Summary: NIST PKITS tests 4.3.3 4.3.4 4.3.5 4.3.10 4.3.11 fail → NSS does not support X500 name chaining [NIST PKITS tests 4.3.3 4.3.4 4.3.5 4.3.10 4.3.11 fail]
QA Contact: bishakhabanerjee → jason.m.reid
Assignee: wtchang → nobody
QA Contact: jason.m.reid → libraries
Priority: -- → P3
The world is going UTF8 as expected in comment 1 with bouncy castle v1.34 by default now using UTF8String instead of PrintableString. A recent TB unfortunately is neither able to handle this nor does it give any clues why it will not import a cert as per bug 310446 comment 33
Whiteboard: PKIX
RFC 3280 has been updated by RFC 4630, which changes the rules (AGAIN) about choice of character sets for encoding and about comparing name attributes with different character set encodings. It's very short and worth a read. Notable among its changes are these: [...] CAs conforming to this profile MUST use either the PrintableString or UTF8String encoding of DirectoryString, with one exception. When CAs have previously issued certificates with issuer fields with attributes encoded using the TeletexString, BMPString, or UniversalString, the CA MAY continue to use these encodings of the DirectoryString to preserve the backward compatibility. and Since name comparison assumes that attribute values encoded in different types (e.g., PrintableString and UTF8String) *are assumed* *to represent different strings*, any name components that appear in both the subject field and the issuer field SHOULD use the same encoding throughout the certification path. IMO, these changes obviate matching of UTF8 and PrintableString encodings. However, the rules for matching PrintableString attributes (ignore case, ignore leading and trailing spaces, collapse multiple internal spaces) remain as before. :-/ See also bug 386871.
Removing pkix from whiteboard. This bug is not specifically about libpkix. It may be implemented as an enhancement to libpkix.

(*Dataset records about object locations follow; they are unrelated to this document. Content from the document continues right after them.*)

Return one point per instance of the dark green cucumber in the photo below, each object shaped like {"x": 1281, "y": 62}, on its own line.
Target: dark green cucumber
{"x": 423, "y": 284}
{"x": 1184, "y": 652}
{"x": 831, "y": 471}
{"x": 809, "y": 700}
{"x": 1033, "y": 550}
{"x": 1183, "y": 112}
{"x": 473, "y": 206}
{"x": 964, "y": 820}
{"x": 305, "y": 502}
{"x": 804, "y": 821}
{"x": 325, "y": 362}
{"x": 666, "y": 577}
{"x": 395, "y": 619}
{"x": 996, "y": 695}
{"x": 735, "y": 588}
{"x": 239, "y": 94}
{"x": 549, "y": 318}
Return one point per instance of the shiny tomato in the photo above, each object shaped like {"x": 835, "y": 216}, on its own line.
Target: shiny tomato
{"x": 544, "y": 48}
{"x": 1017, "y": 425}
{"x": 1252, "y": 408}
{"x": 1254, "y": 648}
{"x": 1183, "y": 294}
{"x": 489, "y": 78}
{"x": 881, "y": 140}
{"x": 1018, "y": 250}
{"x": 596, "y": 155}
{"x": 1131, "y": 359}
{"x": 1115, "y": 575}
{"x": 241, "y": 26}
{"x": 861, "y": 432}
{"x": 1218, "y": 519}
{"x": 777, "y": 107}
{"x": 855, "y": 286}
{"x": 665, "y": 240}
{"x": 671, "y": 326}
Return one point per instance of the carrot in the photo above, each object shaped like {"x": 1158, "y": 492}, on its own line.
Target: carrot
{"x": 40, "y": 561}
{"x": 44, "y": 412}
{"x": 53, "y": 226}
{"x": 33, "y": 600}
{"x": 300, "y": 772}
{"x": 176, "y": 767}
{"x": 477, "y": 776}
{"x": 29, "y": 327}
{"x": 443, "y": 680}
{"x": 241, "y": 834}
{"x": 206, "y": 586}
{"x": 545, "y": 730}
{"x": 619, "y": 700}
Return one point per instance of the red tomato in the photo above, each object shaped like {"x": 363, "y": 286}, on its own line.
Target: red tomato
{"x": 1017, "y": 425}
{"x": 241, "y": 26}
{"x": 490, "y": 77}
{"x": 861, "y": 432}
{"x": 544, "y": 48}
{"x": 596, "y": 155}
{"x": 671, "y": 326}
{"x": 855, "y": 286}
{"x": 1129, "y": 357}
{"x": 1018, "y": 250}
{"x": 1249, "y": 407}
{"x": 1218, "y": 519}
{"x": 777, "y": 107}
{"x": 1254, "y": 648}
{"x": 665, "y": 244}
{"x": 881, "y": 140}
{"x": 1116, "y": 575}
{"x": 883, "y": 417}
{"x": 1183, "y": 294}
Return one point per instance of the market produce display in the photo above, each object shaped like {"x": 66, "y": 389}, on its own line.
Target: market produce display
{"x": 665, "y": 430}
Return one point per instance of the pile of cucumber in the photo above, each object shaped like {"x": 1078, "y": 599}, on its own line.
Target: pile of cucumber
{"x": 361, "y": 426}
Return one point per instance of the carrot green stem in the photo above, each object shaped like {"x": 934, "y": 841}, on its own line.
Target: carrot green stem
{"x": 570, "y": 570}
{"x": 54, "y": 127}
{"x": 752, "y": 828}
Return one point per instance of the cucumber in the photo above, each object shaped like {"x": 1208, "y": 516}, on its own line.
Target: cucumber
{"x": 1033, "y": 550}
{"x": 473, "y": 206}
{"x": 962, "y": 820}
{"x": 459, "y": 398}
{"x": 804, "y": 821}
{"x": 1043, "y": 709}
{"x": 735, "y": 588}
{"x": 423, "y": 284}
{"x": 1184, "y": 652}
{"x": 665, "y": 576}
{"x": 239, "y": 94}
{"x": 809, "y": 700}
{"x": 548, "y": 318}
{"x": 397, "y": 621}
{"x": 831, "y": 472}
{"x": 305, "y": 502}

Severity: normal → enhancement
Summary: NSS does not support X500 name chaining [NIST PKITS tests 4.3.3 4.3.4 4.3.5 4.3.10 4.3.11 fail] → support X500 name chaining [NIST PKITS tests 4.3.3 4.3.4 4.3.5 4.3.10 4.3.11 fail]
Whiteboard: PKIX
Slavo, I think you just have to ignore the failures for these test cases. The X500 name chaining is now outside of the Internet RFCs (RFC 4630). So, i don't think we are going to attempt to make this work in NSS.